Celui qui, en temps normal, dirige la clinique de dermatologie des Hôpitaux universitaires de Genève a bien le droit de se montrer satisfait. Dans cette branche plutôt méconnue de la médecine, jamais un tel rendez-vous n’avait réuni autant de monde en Europe. Non par effet de mode, mais parce que les spécialistes de la peau ont vraiment besoin aujourd’hui de partager leurs découvertes.

Pour preuve, 500 interventions étaient inscrites à l’ordre du jour du congrès. Et ses organisateurs ont reçu plus de 1300 communications écrites, dont près d’un millier sont, de façon assez spectaculaire, présentées sous forme d’affiches ou de posters dans un immense espace aux idées.

Il faut dire que l’objectif de ce rassemblement, qui trouve son rythme après quinze ans d’existence, a pour premier objectif de proposer aux dermatologues un moyen de formation continue. Comme tout professionnel de la médecine, ils ont l’obligation morale et légale de faire régulièrement la preuve qu’ils sont bien informés des progrès de la science.

De ce point de vue, il faut savoir que les récentes découvertes de la biologie, de la génétique, de l’immunologie et des autres domaines de base de la médecine ont de très grandes répercussions et applications en dermatologie. Rien de plus normal. La peau, à sa manière, réagit chaque fois que le corps est agressé.

Cette spécialité longtemps reléguée en seconde zone offre désormais un vaste champ de recherches et de découvertes. Elle semble même de plus en plus attirer la crème des étudiants en médecine. Vu la place que les produits pour la peau occupent dans les espaces publicitaires, c’est vrai qu’il y a là aussi un créneau professionnel intéressant à occuper.

«La belle peau fait partie du quotidien», commente le Dr Saurat. Et ce n’est pas le moindre des défis qui attend le dermatologue. Ses patients – ou ses clients – attendent de lui d’une part qu’il guérisse les dommages qu’une maladie ou un accident a fait subir à leur épiderme, et d’autre part qu’il redonne à leur peau attrait et rayonnement.

«Mais, poursuit-il, la peau, c’est aussi quelque chose qui passe son temps à faire le tri entre le bon et le mauvais, et quand elle se trompe, quand elle trouve dangereuse une substance qui ne l’est pas, y compris des savons ou des parfums, elle fait une allergie». Le mot est lâché. Comme une autre maladie des temps modernes.

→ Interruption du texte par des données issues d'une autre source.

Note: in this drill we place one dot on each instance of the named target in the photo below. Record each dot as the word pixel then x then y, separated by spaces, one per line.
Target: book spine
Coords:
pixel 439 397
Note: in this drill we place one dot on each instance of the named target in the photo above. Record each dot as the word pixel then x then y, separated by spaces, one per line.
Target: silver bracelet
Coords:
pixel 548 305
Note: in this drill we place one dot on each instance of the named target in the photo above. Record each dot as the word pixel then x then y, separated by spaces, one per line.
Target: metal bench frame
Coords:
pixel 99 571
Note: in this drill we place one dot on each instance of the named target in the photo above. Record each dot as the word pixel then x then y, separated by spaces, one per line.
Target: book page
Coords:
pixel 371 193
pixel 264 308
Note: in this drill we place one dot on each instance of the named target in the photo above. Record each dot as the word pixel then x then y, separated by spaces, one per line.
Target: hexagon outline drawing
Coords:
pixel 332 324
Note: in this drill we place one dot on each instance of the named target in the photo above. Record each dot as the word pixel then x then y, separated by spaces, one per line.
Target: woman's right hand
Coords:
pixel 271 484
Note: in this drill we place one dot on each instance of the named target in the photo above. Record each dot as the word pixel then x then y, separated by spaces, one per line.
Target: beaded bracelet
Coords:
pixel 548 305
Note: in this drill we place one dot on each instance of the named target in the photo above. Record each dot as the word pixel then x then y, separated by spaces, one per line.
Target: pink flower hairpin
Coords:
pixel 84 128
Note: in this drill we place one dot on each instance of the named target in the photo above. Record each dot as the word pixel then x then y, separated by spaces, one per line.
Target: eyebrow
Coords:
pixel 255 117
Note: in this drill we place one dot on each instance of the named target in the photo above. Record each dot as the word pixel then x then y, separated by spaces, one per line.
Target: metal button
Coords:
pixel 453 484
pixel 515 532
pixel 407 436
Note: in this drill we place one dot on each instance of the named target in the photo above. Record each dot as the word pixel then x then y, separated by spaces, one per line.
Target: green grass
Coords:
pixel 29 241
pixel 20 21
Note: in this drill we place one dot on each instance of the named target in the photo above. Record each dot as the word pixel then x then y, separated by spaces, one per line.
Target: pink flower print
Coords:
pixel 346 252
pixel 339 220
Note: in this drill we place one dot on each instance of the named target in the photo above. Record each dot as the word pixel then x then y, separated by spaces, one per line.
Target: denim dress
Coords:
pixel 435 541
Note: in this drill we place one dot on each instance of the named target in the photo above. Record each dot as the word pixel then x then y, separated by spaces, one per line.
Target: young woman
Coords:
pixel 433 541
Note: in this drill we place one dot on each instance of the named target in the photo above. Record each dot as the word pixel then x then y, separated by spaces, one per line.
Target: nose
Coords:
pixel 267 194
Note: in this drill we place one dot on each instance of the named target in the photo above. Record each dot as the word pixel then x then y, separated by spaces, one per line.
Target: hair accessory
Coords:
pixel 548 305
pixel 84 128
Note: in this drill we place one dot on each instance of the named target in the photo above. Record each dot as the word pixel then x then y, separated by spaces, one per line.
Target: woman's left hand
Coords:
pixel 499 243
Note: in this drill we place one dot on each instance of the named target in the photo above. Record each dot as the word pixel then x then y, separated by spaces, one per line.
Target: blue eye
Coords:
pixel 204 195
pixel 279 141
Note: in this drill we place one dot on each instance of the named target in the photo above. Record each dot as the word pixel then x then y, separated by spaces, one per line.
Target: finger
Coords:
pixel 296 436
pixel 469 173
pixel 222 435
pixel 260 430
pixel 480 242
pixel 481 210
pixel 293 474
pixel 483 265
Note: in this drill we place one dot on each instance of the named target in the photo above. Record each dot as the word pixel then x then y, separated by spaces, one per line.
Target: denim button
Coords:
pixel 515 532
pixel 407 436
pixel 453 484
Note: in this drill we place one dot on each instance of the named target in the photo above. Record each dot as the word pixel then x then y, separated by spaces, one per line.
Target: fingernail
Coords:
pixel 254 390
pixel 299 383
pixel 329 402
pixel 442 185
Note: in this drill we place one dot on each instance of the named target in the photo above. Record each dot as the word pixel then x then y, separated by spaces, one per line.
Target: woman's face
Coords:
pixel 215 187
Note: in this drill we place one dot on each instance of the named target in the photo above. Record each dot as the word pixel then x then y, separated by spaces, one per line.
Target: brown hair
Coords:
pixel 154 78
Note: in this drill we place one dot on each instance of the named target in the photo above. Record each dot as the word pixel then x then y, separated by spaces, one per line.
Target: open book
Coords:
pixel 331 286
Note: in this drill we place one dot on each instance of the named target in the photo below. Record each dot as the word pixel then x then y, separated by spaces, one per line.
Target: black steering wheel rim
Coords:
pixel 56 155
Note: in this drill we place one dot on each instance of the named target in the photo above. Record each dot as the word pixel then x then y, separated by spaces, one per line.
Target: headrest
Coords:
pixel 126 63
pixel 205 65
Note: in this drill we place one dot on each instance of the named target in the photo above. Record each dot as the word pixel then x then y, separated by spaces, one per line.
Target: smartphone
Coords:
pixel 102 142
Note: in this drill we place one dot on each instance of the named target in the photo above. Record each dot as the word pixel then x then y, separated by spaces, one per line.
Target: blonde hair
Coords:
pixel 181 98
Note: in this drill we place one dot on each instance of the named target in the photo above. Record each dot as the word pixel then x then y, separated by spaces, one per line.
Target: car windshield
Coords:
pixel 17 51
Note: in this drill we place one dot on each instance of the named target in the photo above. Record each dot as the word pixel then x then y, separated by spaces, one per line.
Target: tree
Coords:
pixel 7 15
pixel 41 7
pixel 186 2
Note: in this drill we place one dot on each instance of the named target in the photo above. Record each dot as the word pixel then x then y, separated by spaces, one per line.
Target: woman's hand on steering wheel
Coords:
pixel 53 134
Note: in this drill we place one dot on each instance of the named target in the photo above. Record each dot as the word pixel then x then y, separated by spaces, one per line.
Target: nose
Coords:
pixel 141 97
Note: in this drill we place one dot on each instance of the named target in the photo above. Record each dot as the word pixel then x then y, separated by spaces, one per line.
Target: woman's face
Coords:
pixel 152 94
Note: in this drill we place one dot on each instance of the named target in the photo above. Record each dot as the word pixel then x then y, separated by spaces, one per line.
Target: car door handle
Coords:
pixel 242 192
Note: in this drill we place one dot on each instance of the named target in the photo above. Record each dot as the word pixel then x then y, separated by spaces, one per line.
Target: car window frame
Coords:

Mais, hormis celle-là, quelles sont aujourd’hui les maladies de la peau les plus fréquentes? “Il faut le demander à l’industrie, répond le spécialiste. Car c’est elle qui sonde les marchés, qui calcule le nombre de malades et qui sait ceux qui vont pouvoir acheter tel ou tel médicament. En tête de liste: les maladies du visage, acné et autres boutons, suivis de l’eczéma et du psoriasis, ce «rhumatisme de la peau», sans parler… de la calvitie”.

Là où la dermatologie a toutefois enregistré de remarquables progrès ces dernières années, c’est dans le domaine du cancer de la peau, le «basocellulaire» comme disent les experts, l’affection maligne la plus répandue. Les chercheurs, grâce à la biologie fondamentale, ont pu identifier son mécanisme et sont en train de mettre au point des moyens de traitement et de prévention.

Le cancer reste pourtant ce qui inquiète le plus le médecin-chef en dermatologie. «Il y a vingt ans, dit-il, je soignais la moitié moins de cancers de la peau et deux tiers de moins de lymphomes, ce cancer du sang qui vient dans la peau. Si on en a beaucoup aujourd’hui, c’est peut-être à cause de l’environnement qui change et sans doute aussi du vieillissement de la population».

Et d’expliquer que l’un des grands problèmes, en Suisse aujourd’hui, c’est l’accroissement des maladies des personnes âgées. Les dermatologues se doivent par conséquent de redéfinir leurs priorités et de réorienter leurs moyens vers le traitement et la prévention des cancers de la peau, des allergies et des plaies chroniques des jambes. Bref tout un domaine en plein développement pour redonner à des patients âgés une nouvelle qualité de vie.